The Director Manager of Ferrandi Paris (The French School of Culinary Arts) was determined to have him in his Institute to become a Lecturer in Pastry in his establishment. He was responsible for trained international students with an intensive program in Pastry for adults with the best techniques.
There he teaches and helped students to accomplish their goals in Pastry art techniques.
Before working with the renowned school Ferrandi, he was working with the top chefs in different high standard pastry schools, luxury patisseries shops, five-star hotels, and restaurants.
With his knowledge, he decided to venture in the United Kingdom where he created “Patisserie-Conseil Limited” in London. Now he gives teaches the method of baking Pastry to highly qualified international Pastry Chefs as well as members of the community. Chef Rodrigue runs workshops for tasting, exhibitions, coaching, and consultation. Some of his ideas are to meets the client’s requirements to produce professional art and to encourage them in the industry.
As part of his nature, he gives time to vulnerable people by sharing his knowledge.
Thank you to my mother, Mrs. Franciane Joab Louis
Patisserie-Conseil is one of the very few 100% plant-based laboratory which makes craft organic bean-to-bar chocolate, starting from the cocoa bean through to the finished product. Throughout the process, we take special steps to ensure that the premium chocolate delivers our signature, intense, smooth-melting taste.

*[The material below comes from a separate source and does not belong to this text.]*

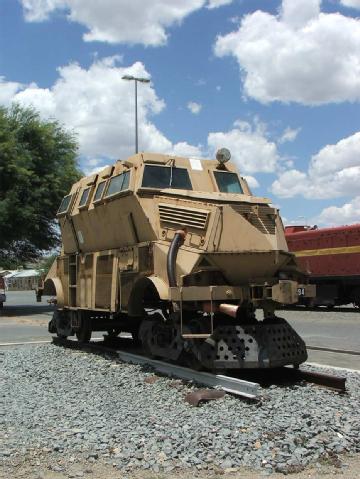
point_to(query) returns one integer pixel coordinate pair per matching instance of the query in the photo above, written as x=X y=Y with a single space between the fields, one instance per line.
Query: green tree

The uniqueness of our product is due to the fact that we make custom made natural chocolate containing less sugar, complementing a healthy lifestyle and well-being, with variations and flavours depending on consumer preferences.
Intensive quality assurance in the selection of premium cocoa beans means that we accept only the highest quality of cocoa beans.
To ensure the company’s signature flavour is consistently maintained in all our chocolate products we meticulously control every part of the process. We assort the cocoa beans according to their size to ensure that in the later stages of making the chocolate, the beans will be roasted equally as this is one of the most important parts in assuring the taste which meets our expectations.
Because the nibs are fairly uniform in size, we have more control over the temperature and time, so we can get a more specific flavour.
Finally, we use an intensive refining process to ensure that our chocolate truly melts in your mouth!